Following its acquisition of Whole Foods Market, The Motley Fool reported that Amazon started testing its new meal-kit delivery service and also filed its trademark with the United States Patent and Trademark Office. To avail of such meal kits, one must be subscribed to AmazonFresh, which is only available in the U.S., and must also be a member of Amazon Prime.
The news of Amazon’s test of its meal-kit delivery service and its acquisition of Whole Foods sent the stocks of Blue Apron, another meal-kit service company, crashing down. However, The Motley Fool stated that investors should have anticipated this event if they’ve been observing closely since Blue Apron’s initial public offering.
With Amazon’s arrival in the meal-kit delivery business, Blue Apron is at a disadvantage because of Amazon’s existing customer base and popularity. The new competitor is also bringing pressure to Blue Apron’s gross and is making the company come up with more options and enhance its quality of service.
Besides the case in Blue Apron, Amazon has also slowly swept small businesses and stores under its rug. What were once prominent chains are now gone as part of the effect of Amazon’s process to innovate and expand its business and services.
According to CheatSheet, these following businesses may become the newest casualties in Amazon’s road to retail growth.
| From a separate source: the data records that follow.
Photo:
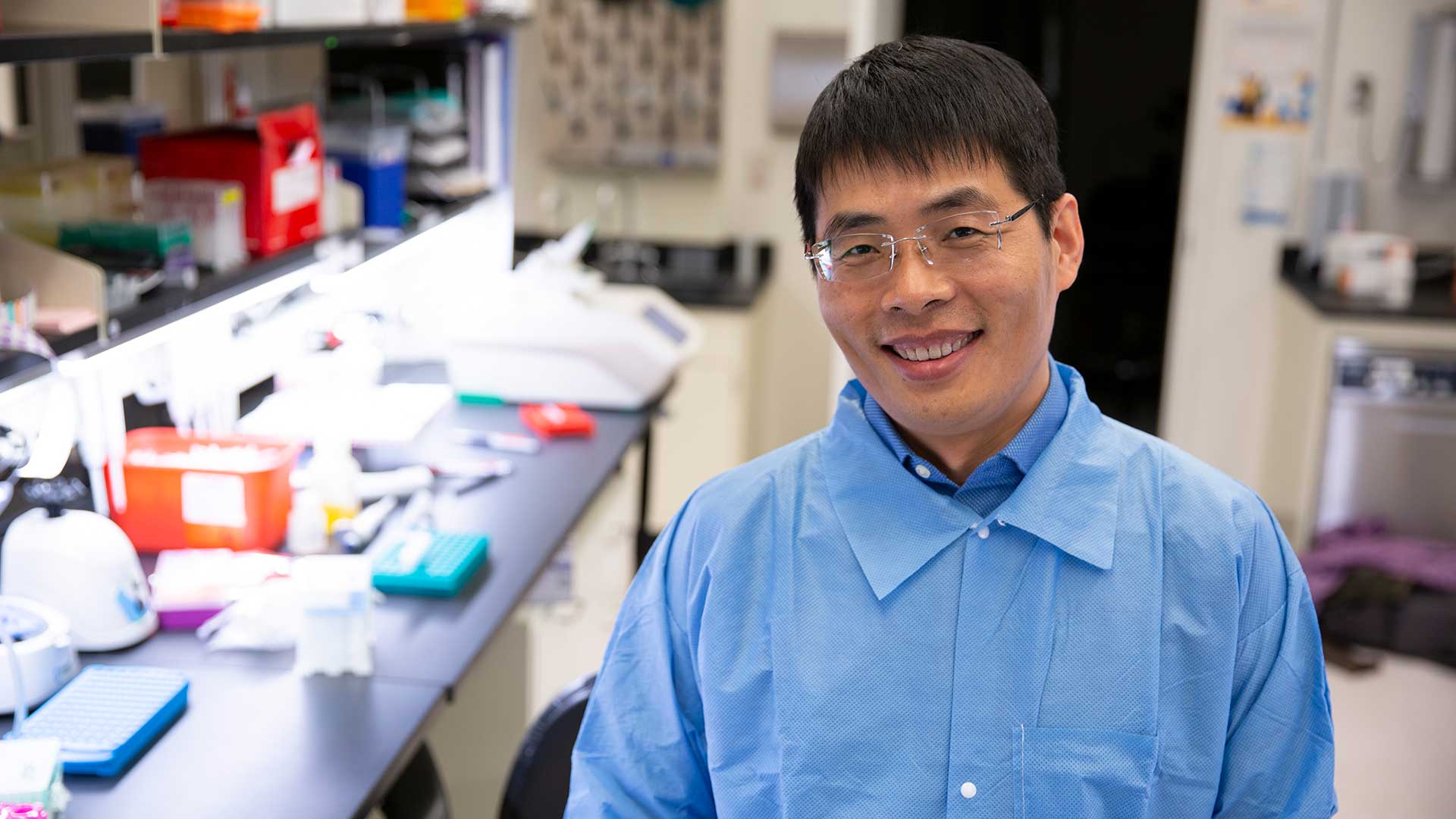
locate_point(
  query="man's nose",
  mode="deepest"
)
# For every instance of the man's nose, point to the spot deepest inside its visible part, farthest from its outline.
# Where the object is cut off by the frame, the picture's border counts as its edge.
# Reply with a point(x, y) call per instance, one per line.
point(916, 284)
With Whole Foods now in Amazon’s hands, traditional supermarkets are at risk of getting decimated by Amazon on its entry in the grocery industry. Shares of retailing company Kroger took a hit after the Whole Foods acquisition. However, there may still be hope as CheatSheet reported that there’s a research stating that people are not into the idea of doing their grocery shopping online.
Another company harmed by the deal between Whole Foods and Amazon is Target. As Amazon makes its way into the grocery business, this move can seriously cause more damage to Target. In order to keep itself afloat and to contend with Amazon, the company introduced its new next-day delivery service.
The most recent victim of Amazon’s success is HHGregg. The 62-year-old electronics retail company said in April 2017 that it will close down. Aside from competing with Amazon, its failed endeavor to expand nationally was another nail in the company’s coffin.